Can You Administer Drugs to Your Dog to Stop the Pain?
“My dog is yelping in pain at night. Can I give her human pain medication to stop the yelping for the night?”
I recently got this shocking message from a reader and I quickly responded “ABSOLUTELY NOT.” You should never give your pet pain medication (for dogs_ before consulting with a vet, let alone human pain medication! Many human painkillers are toxic to dogs.
No matter how bad the pain is or how loudly your dog is yelping, do not give them your Vicodin, Percocet, Tylenol, or any other human pain medication.
If your pet has taken “dog-friendly pain medication” like Rimadyl, Deramaxx, or Previcox in the past, then you might consider giving them one pill for the night. But, I’d suggest you call your vet even before you do that.
Applying CBD oil, turmeric, or other topical pain-relief products to the pain-riddled regions of your dog’s body is a much safer option.
Home Treatment for Dogs Yelping in Pain
Oh, the heartbreak of hearing our fur-babies yelp in pain! As dog owners, we’ve all been there, and it’s a sound that can send shivers down our spine. While it’s essential to consult with a veterinarian to determine the underlying reason for your dog’s yelping, there are some home treatments you can consider to help alleviate their discomfort. But remember, always consult with your vet before trying any new treatment.
Plenty of Rest
Just like us after a long day or when something is wrong, dogs need their beauty sleep too. If your dog starts to yelp, it might be a sign they’ve overexerted themselves or are experiencing pain due to overuse. Ensure they have a comfy spot to rest, away from loud noise and distractions. Sometimes, a little R&R is all they need.
Hot or Cold Compress
Depending on the cause of your dog yelping, a hot or cold compress can work wonders. For instance, cramps and muscle spasms, which are a common cause of yelping in dogs, can be soothed with a warm compress. On the other hand, if your dog has a swollen or inflamed area, a cold compress might be more appropriate. Always ensure the compress isn’t too hot or cold, and always use a cloth barrier to protect their skin.
Who doesn’t love a good massage, right? Our pups are no different.

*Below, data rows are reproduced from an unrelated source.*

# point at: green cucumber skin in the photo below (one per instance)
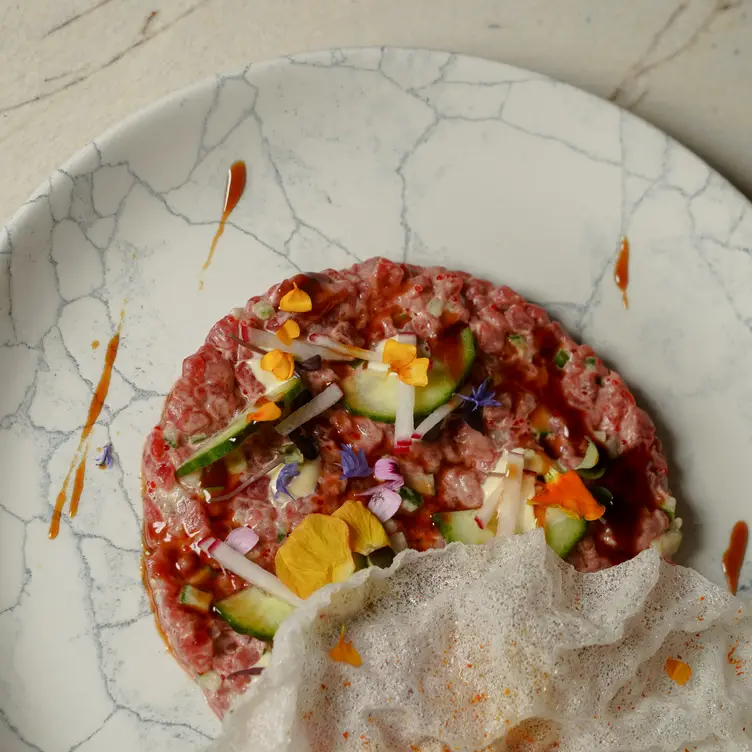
(461, 527)
(254, 612)
(427, 398)
(236, 433)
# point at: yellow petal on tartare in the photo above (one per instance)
(296, 301)
(281, 364)
(288, 331)
(366, 531)
(316, 553)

Gentle massage can help alleviate pain and discomfort, especially if it’s due to muscle tension or overuse. Focus on the area where your dog seems most sensitive, but be gentle. If they show any signs of increased pain, stop immediately. And if you’re unsure about the right technique, there are plenty of recent posts and tutorials available that can guide you.
Consult with a Veterinarian
While home treatments can be beneficial, they’re not a replacement for professional veterinary medicine. If your dog’s yelping continues or if you notice other symptoms like vomiting or diarrhea, fear or anxiety, or any other unusual behavior, it’s crucial to book an exam by a veterinarian. They can provide a thorough assessment and recommend the best course of action.
In conclusion, our dogs are our world, and when they hurt, we hurt. While it’s essential to try to help them at home, always remember that when in doubt, the expertise of a vet, e.g., from the College of Veterinary Medicine, is invaluable. They have the knowledge and tools to pinpoint the cause of a dog yelping and provide the best care possible. So, always keep their number handy and prioritize your pup’s well-being above all.